Sexuality or sexual orientation is equally different in my head from how I hear a lot of allistic authors talking about with their writing.

Sex scenes whether m/m, m/f, mmf, or mmm are the hardest bits of writing for me.

Another part, as a panster, I never genuinely set out to do one or the other or a variation. The story just spontaneously shows up from wherever my muse lives in my brain. I barely manage to plot out…the plot.

(The annoying part that I have zero control over. Fucking muse lol.)

I swear I had a point when I started this blog post, but I’ve gotten distracted.

I genuinely considered deleting this and starting over, but other autistic romance authors might appreciate and relate to seeing my struggles.

 

 

So Long Farewell.

(Ten points if the song is now stuck in your head. Sorry, not sorry.)

Saying goodbye to a book series is always bittersweet as an author…and as a reader. Saturday was a book release day for me. Haka Ever After came out and is the last of my Sin Bin series. I’m excited to move forward to new projects but heartbroken to leave my retired rugby lads behind.

It’s tricky, I think, to figure out where a series should end. There’s always a part of me that wonders about different characters whose story I didn’t tell. But then, my muse runs away toward a new shiny idea, and I don’t get a chance to be sad about ending my series.

I never intended to write The Sin Bin. In fact, I wasn’t supposed to write the story that inspired the series–After the Scrum. I had a completely different idea planned for NaNoWriMo 2015, but I made the mistake of watching a rugby match.

Big mistake.

Francis and Caddock sprung to life, giving me barely a week or two to prepare before November. And then, somehow, Graham decided his story wanted out in The Wanderer. Each tale led into the next.

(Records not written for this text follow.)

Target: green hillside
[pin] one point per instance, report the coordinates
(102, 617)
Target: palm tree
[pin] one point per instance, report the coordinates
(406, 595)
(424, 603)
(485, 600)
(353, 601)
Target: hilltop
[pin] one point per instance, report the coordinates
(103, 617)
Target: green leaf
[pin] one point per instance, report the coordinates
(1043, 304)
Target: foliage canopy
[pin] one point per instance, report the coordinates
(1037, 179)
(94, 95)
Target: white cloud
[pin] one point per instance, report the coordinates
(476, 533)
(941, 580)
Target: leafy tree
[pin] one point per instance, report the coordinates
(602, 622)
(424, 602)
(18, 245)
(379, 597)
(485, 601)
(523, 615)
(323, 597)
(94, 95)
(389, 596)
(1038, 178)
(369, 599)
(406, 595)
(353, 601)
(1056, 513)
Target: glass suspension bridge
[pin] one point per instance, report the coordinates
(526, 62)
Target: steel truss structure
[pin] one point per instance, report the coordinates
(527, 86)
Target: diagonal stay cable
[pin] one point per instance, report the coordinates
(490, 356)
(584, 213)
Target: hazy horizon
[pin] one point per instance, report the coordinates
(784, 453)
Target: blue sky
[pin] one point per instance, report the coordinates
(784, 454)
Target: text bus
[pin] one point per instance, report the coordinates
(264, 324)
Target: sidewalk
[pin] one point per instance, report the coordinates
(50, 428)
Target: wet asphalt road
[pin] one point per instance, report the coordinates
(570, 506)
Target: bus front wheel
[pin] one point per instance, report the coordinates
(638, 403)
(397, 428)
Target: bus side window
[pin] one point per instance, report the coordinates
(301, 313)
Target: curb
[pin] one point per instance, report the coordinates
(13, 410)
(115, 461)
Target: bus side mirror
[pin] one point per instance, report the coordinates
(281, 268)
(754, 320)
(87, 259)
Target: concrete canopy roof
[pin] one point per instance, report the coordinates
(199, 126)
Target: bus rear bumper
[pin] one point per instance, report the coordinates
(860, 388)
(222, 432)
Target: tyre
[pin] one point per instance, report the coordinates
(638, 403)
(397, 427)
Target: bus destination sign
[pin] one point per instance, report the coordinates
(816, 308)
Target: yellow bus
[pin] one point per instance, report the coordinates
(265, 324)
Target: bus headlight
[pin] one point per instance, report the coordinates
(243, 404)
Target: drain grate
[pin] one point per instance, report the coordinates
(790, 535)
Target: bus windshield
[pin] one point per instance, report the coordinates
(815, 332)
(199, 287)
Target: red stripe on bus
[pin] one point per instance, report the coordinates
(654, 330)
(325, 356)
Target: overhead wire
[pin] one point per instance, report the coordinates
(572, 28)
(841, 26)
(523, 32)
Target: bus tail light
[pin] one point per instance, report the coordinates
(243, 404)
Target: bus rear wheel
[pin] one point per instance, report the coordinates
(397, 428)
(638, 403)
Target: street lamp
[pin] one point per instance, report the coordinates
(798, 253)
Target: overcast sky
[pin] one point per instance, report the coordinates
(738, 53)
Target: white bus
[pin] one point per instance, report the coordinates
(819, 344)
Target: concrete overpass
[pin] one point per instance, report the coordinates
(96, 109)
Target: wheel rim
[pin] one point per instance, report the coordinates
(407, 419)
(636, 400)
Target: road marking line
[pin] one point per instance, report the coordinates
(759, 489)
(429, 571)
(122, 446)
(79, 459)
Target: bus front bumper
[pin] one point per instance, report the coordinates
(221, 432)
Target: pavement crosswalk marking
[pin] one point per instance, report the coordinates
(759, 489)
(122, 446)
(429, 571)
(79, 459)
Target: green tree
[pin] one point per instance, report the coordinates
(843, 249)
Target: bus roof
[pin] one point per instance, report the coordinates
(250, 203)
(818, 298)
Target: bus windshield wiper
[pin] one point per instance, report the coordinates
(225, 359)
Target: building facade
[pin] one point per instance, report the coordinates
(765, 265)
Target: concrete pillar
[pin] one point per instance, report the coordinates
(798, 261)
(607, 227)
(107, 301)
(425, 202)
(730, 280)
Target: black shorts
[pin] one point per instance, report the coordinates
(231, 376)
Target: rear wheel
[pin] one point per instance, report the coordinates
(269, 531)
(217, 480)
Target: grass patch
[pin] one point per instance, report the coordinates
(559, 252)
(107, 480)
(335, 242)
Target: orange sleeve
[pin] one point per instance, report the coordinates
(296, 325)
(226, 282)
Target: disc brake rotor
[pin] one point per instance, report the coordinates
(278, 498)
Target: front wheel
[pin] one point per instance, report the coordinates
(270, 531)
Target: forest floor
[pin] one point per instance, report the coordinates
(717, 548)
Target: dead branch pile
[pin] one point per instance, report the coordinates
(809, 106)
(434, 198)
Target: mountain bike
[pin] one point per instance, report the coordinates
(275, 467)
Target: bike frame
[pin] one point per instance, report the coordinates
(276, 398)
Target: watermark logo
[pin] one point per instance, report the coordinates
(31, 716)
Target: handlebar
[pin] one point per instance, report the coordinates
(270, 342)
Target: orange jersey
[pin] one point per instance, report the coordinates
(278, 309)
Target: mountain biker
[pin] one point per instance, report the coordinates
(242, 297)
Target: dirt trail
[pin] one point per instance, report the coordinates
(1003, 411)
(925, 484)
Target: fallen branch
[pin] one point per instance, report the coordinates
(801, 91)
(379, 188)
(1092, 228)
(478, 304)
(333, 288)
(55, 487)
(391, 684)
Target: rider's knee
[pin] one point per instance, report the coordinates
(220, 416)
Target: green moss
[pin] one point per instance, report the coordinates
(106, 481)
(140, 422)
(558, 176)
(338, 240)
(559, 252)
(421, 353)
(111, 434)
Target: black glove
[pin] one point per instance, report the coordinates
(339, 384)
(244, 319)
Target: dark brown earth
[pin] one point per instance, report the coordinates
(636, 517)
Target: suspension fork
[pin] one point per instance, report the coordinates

It’s quite strange to look back on the series now. One of those moments where you can’t quite believe what you’ve accomplished. All those words on paper. It’s exhausting just to think about.

I’m proud of my rugby lads.

I’ll miss them.

But, I’m no to the next adventure.

If you’re a writer, do you find yourself missing a series when you’ve finished it?

Or as a reader, do you prefer to read a series or standalones?